NEW YORK: Ahead of the Black Friday holiday shopping season kickoff, the U.S. Marshals Service is auctioning off high-end bottles of wine seized from a convicted wine counterfeiter.
Despite coming from the wine cellar of Rudy Kurniawan — formerly one of the most prominent dealers of rare wines in the United States before he was convicted of an elaborate counterfeit scheme — the more than 4,700 bottles of wine up for sale have been deemed authentic.
Starting bids for the wines seized from the wine connoisseur range from $13,500 for a 2002 1.5 liter bottle of Romanée Conti from the vineyards of Domaine de la Romanee-Conti, Burgundy’s best-known wine producer, to $75 for 12 bottles of Liberty Bay Cellars Merlot.
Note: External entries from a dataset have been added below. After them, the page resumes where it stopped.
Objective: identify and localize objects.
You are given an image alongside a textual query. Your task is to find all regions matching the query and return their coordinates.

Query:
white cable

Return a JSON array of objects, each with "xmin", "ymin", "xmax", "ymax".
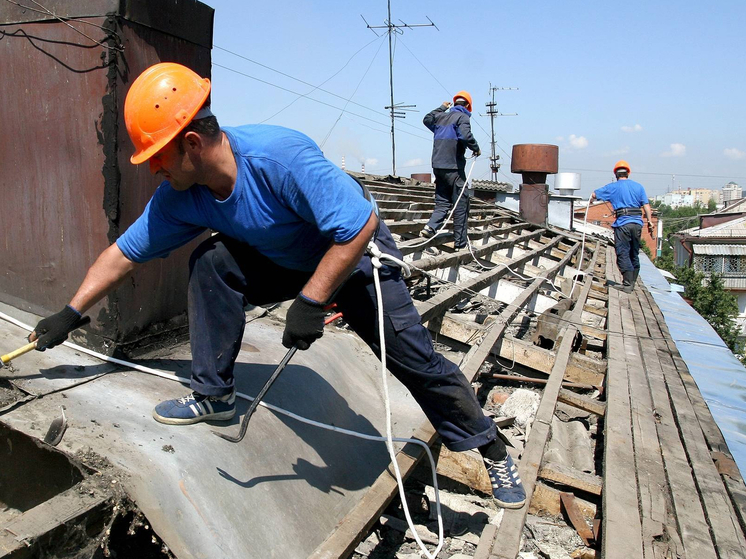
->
[
  {"xmin": 0, "ymin": 306, "xmax": 443, "ymax": 559},
  {"xmin": 368, "ymin": 247, "xmax": 443, "ymax": 559},
  {"xmin": 570, "ymin": 198, "xmax": 591, "ymax": 299},
  {"xmin": 407, "ymin": 155, "xmax": 477, "ymax": 248}
]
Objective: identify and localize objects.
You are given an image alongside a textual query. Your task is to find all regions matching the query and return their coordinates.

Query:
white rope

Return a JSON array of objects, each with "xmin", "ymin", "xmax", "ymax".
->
[
  {"xmin": 368, "ymin": 245, "xmax": 443, "ymax": 559},
  {"xmin": 570, "ymin": 202, "xmax": 591, "ymax": 299},
  {"xmin": 0, "ymin": 302, "xmax": 443, "ymax": 559},
  {"xmin": 407, "ymin": 155, "xmax": 477, "ymax": 248}
]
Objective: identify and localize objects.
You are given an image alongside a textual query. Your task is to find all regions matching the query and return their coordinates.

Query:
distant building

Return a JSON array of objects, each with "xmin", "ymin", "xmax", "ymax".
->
[
  {"xmin": 575, "ymin": 202, "xmax": 658, "ymax": 260},
  {"xmin": 671, "ymin": 212, "xmax": 746, "ymax": 338},
  {"xmin": 722, "ymin": 181, "xmax": 743, "ymax": 204},
  {"xmin": 654, "ymin": 188, "xmax": 720, "ymax": 209}
]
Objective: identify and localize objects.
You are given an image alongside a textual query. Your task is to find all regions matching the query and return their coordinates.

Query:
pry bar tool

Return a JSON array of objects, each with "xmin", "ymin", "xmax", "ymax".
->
[
  {"xmin": 213, "ymin": 313, "xmax": 342, "ymax": 443},
  {"xmin": 0, "ymin": 316, "xmax": 91, "ymax": 367}
]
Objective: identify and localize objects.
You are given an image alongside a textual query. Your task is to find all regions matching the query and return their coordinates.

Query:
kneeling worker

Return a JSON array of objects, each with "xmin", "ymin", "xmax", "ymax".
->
[{"xmin": 30, "ymin": 63, "xmax": 526, "ymax": 508}]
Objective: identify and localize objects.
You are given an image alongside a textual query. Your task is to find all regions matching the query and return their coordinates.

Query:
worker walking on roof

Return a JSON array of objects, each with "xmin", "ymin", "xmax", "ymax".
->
[
  {"xmin": 30, "ymin": 63, "xmax": 525, "ymax": 508},
  {"xmin": 589, "ymin": 160, "xmax": 653, "ymax": 293},
  {"xmin": 420, "ymin": 91, "xmax": 481, "ymax": 249}
]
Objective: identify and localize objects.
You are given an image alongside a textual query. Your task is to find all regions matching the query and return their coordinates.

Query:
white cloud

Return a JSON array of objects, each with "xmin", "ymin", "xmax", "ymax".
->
[
  {"xmin": 603, "ymin": 146, "xmax": 629, "ymax": 157},
  {"xmin": 661, "ymin": 144, "xmax": 686, "ymax": 157},
  {"xmin": 723, "ymin": 148, "xmax": 746, "ymax": 159},
  {"xmin": 567, "ymin": 134, "xmax": 588, "ymax": 149},
  {"xmin": 622, "ymin": 124, "xmax": 642, "ymax": 132}
]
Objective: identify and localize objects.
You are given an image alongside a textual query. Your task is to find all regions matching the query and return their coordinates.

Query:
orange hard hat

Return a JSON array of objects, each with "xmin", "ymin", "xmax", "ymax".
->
[
  {"xmin": 124, "ymin": 62, "xmax": 210, "ymax": 165},
  {"xmin": 453, "ymin": 91, "xmax": 471, "ymax": 112},
  {"xmin": 614, "ymin": 159, "xmax": 632, "ymax": 175}
]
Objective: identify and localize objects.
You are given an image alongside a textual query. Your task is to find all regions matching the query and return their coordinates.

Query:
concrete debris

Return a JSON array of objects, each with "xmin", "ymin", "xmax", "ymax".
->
[
  {"xmin": 526, "ymin": 516, "xmax": 583, "ymax": 559},
  {"xmin": 500, "ymin": 388, "xmax": 541, "ymax": 429},
  {"xmin": 554, "ymin": 402, "xmax": 592, "ymax": 422},
  {"xmin": 425, "ymin": 486, "xmax": 503, "ymax": 545},
  {"xmin": 544, "ymin": 417, "xmax": 595, "ymax": 473},
  {"xmin": 355, "ymin": 530, "xmax": 381, "ymax": 557}
]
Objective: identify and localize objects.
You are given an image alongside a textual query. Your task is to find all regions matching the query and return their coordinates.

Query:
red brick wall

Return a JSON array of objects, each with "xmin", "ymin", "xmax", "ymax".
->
[{"xmin": 575, "ymin": 202, "xmax": 658, "ymax": 260}]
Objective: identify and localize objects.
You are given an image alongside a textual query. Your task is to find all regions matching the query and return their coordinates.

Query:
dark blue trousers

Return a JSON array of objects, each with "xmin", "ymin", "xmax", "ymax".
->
[
  {"xmin": 614, "ymin": 223, "xmax": 642, "ymax": 273},
  {"xmin": 427, "ymin": 169, "xmax": 469, "ymax": 248},
  {"xmin": 189, "ymin": 223, "xmax": 494, "ymax": 451}
]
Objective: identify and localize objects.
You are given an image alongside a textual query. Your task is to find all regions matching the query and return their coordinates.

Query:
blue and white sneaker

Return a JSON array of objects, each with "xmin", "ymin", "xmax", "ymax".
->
[
  {"xmin": 153, "ymin": 389, "xmax": 236, "ymax": 425},
  {"xmin": 482, "ymin": 454, "xmax": 526, "ymax": 509}
]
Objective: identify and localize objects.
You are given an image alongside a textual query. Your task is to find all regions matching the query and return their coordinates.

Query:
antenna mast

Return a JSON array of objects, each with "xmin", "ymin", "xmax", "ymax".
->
[{"xmin": 360, "ymin": 0, "xmax": 440, "ymax": 176}]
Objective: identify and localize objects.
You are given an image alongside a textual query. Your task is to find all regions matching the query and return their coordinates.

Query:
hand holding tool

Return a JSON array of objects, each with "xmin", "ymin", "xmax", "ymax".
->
[
  {"xmin": 0, "ymin": 341, "xmax": 36, "ymax": 365},
  {"xmin": 29, "ymin": 305, "xmax": 91, "ymax": 351},
  {"xmin": 213, "ymin": 313, "xmax": 342, "ymax": 443},
  {"xmin": 282, "ymin": 292, "xmax": 329, "ymax": 350}
]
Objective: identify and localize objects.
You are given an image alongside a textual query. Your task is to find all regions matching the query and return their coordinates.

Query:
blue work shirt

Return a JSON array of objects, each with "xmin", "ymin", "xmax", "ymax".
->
[
  {"xmin": 594, "ymin": 179, "xmax": 649, "ymax": 227},
  {"xmin": 117, "ymin": 125, "xmax": 373, "ymax": 273}
]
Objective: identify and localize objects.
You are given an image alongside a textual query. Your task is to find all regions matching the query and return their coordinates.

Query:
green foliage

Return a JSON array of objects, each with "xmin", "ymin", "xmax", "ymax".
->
[{"xmin": 671, "ymin": 268, "xmax": 744, "ymax": 361}]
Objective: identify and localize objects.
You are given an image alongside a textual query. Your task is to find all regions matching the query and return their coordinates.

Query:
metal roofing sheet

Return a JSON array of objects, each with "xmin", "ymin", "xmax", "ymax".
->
[
  {"xmin": 692, "ymin": 244, "xmax": 746, "ymax": 256},
  {"xmin": 640, "ymin": 253, "xmax": 746, "ymax": 472}
]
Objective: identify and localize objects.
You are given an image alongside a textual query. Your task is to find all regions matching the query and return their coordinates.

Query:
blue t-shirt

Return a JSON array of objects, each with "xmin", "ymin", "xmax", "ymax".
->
[
  {"xmin": 117, "ymin": 125, "xmax": 373, "ymax": 271},
  {"xmin": 595, "ymin": 179, "xmax": 649, "ymax": 227}
]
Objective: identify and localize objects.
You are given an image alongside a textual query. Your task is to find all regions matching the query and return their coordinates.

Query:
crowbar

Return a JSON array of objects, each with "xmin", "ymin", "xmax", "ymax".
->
[{"xmin": 213, "ymin": 313, "xmax": 342, "ymax": 443}]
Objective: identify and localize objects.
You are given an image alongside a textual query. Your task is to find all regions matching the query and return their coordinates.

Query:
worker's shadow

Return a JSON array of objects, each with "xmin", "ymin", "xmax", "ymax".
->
[{"xmin": 218, "ymin": 363, "xmax": 389, "ymax": 494}]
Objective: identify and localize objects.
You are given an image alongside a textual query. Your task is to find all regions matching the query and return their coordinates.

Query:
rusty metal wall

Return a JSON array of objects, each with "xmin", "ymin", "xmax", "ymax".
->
[{"xmin": 0, "ymin": 0, "xmax": 212, "ymax": 352}]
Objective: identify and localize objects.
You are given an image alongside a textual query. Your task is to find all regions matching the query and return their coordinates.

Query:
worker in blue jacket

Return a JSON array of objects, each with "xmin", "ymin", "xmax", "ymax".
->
[
  {"xmin": 420, "ymin": 91, "xmax": 481, "ymax": 249},
  {"xmin": 30, "ymin": 63, "xmax": 525, "ymax": 508},
  {"xmin": 589, "ymin": 160, "xmax": 653, "ymax": 293}
]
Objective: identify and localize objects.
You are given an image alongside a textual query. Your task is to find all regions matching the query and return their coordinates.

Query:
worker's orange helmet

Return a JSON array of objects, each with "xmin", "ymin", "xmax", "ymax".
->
[
  {"xmin": 453, "ymin": 91, "xmax": 471, "ymax": 112},
  {"xmin": 614, "ymin": 159, "xmax": 632, "ymax": 175},
  {"xmin": 124, "ymin": 62, "xmax": 210, "ymax": 165}
]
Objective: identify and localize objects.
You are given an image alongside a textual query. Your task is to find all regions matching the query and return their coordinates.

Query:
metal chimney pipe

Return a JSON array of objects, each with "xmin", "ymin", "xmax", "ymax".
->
[{"xmin": 510, "ymin": 144, "xmax": 559, "ymax": 226}]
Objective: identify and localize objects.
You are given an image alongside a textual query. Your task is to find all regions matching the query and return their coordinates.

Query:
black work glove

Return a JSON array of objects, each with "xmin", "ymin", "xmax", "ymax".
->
[
  {"xmin": 34, "ymin": 305, "xmax": 91, "ymax": 351},
  {"xmin": 282, "ymin": 293, "xmax": 326, "ymax": 349}
]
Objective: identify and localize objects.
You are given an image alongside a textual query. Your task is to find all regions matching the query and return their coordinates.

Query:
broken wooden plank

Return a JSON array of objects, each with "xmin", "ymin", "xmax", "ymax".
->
[
  {"xmin": 602, "ymin": 247, "xmax": 643, "ymax": 559},
  {"xmin": 557, "ymin": 388, "xmax": 606, "ymax": 417},
  {"xmin": 528, "ymin": 480, "xmax": 598, "ymax": 520},
  {"xmin": 492, "ymin": 252, "xmax": 598, "ymax": 559},
  {"xmin": 539, "ymin": 462, "xmax": 603, "ymax": 495},
  {"xmin": 621, "ymin": 296, "xmax": 670, "ymax": 556},
  {"xmin": 560, "ymin": 493, "xmax": 593, "ymax": 545}
]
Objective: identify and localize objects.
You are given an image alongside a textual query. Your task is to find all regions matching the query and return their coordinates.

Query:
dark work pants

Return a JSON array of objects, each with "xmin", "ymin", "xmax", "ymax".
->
[
  {"xmin": 189, "ymin": 223, "xmax": 494, "ymax": 451},
  {"xmin": 614, "ymin": 223, "xmax": 642, "ymax": 273},
  {"xmin": 427, "ymin": 169, "xmax": 469, "ymax": 248}
]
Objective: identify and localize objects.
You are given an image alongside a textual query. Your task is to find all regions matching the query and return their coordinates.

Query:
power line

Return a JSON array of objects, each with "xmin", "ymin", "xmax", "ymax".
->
[
  {"xmin": 212, "ymin": 62, "xmax": 430, "ymax": 142},
  {"xmin": 212, "ymin": 41, "xmax": 429, "ymax": 141},
  {"xmin": 319, "ymin": 35, "xmax": 383, "ymax": 149},
  {"xmin": 258, "ymin": 39, "xmax": 380, "ymax": 124},
  {"xmin": 566, "ymin": 168, "xmax": 746, "ymax": 180}
]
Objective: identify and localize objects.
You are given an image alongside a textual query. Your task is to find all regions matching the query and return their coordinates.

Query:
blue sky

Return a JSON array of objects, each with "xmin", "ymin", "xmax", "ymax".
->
[{"xmin": 206, "ymin": 0, "xmax": 746, "ymax": 196}]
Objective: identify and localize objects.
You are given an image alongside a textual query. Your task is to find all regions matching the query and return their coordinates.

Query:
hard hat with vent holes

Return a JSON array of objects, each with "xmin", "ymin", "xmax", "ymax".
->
[
  {"xmin": 124, "ymin": 62, "xmax": 210, "ymax": 165},
  {"xmin": 614, "ymin": 159, "xmax": 632, "ymax": 175},
  {"xmin": 453, "ymin": 91, "xmax": 471, "ymax": 112}
]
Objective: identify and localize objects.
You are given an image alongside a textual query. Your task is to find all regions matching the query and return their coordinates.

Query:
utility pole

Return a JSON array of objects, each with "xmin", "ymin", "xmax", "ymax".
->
[
  {"xmin": 485, "ymin": 84, "xmax": 518, "ymax": 182},
  {"xmin": 360, "ymin": 0, "xmax": 440, "ymax": 176}
]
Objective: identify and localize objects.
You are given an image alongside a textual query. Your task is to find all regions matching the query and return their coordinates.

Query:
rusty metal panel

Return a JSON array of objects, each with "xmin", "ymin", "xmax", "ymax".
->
[
  {"xmin": 0, "ymin": 0, "xmax": 215, "ymax": 49},
  {"xmin": 0, "ymin": 0, "xmax": 212, "ymax": 352},
  {"xmin": 518, "ymin": 184, "xmax": 549, "ymax": 226}
]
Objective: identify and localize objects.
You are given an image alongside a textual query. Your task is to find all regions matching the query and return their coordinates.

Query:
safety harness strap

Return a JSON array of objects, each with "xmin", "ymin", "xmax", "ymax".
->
[{"xmin": 614, "ymin": 208, "xmax": 642, "ymax": 217}]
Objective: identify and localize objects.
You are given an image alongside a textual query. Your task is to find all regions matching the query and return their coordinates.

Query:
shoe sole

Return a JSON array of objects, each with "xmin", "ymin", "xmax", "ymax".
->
[
  {"xmin": 493, "ymin": 497, "xmax": 526, "ymax": 509},
  {"xmin": 153, "ymin": 408, "xmax": 236, "ymax": 425}
]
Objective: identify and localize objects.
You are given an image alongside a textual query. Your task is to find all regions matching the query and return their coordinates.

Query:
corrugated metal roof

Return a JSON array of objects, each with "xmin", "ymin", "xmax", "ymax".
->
[
  {"xmin": 692, "ymin": 244, "xmax": 746, "ymax": 256},
  {"xmin": 471, "ymin": 180, "xmax": 513, "ymax": 196},
  {"xmin": 681, "ymin": 216, "xmax": 746, "ymax": 239}
]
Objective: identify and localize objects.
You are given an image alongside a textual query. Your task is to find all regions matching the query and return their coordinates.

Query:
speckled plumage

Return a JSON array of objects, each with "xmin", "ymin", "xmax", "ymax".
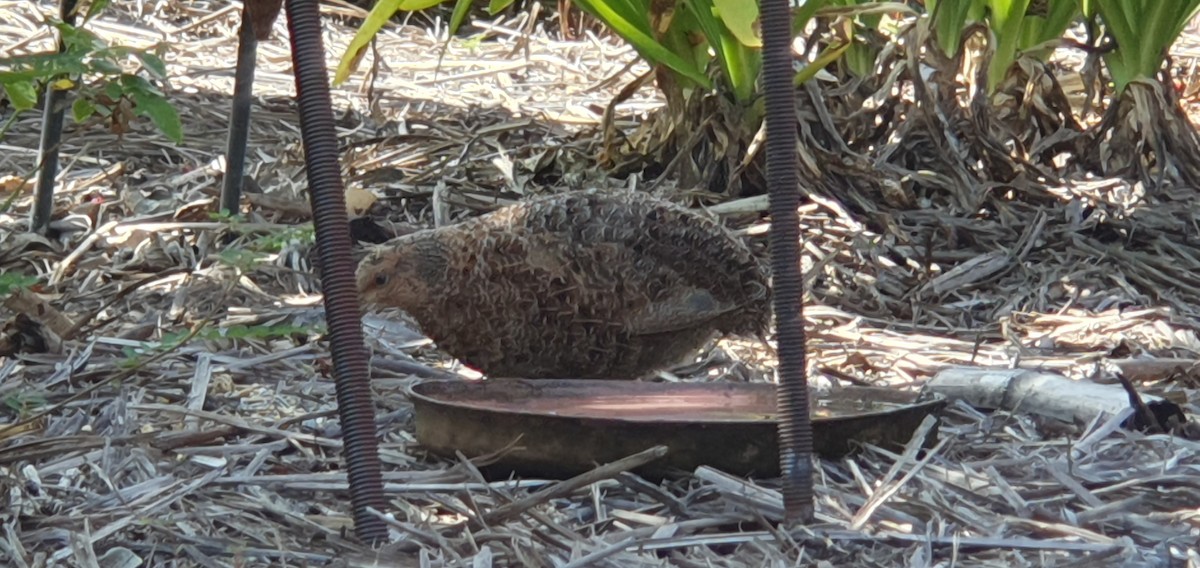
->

Most of the authentic wines were likely to be used as part of Kurniawan’s scheme, according to prosecutors who handed the case. Kurniawan mixed lower-priced wines so they would mimic the taste of rare and far more expensive wines and poured the blends into old bottles with forged vintage labels for sale at premium prices.
The 39-year-old was busted in 2012 when authorities raided his Arcadia, California home and wine storage facility and uncovered his wine-making laboratory. He was sentenced to 10 years in prison in 2014 for his fraudulent business and ordered to pay more than $28 million in restitution to victims swindled by the scheme.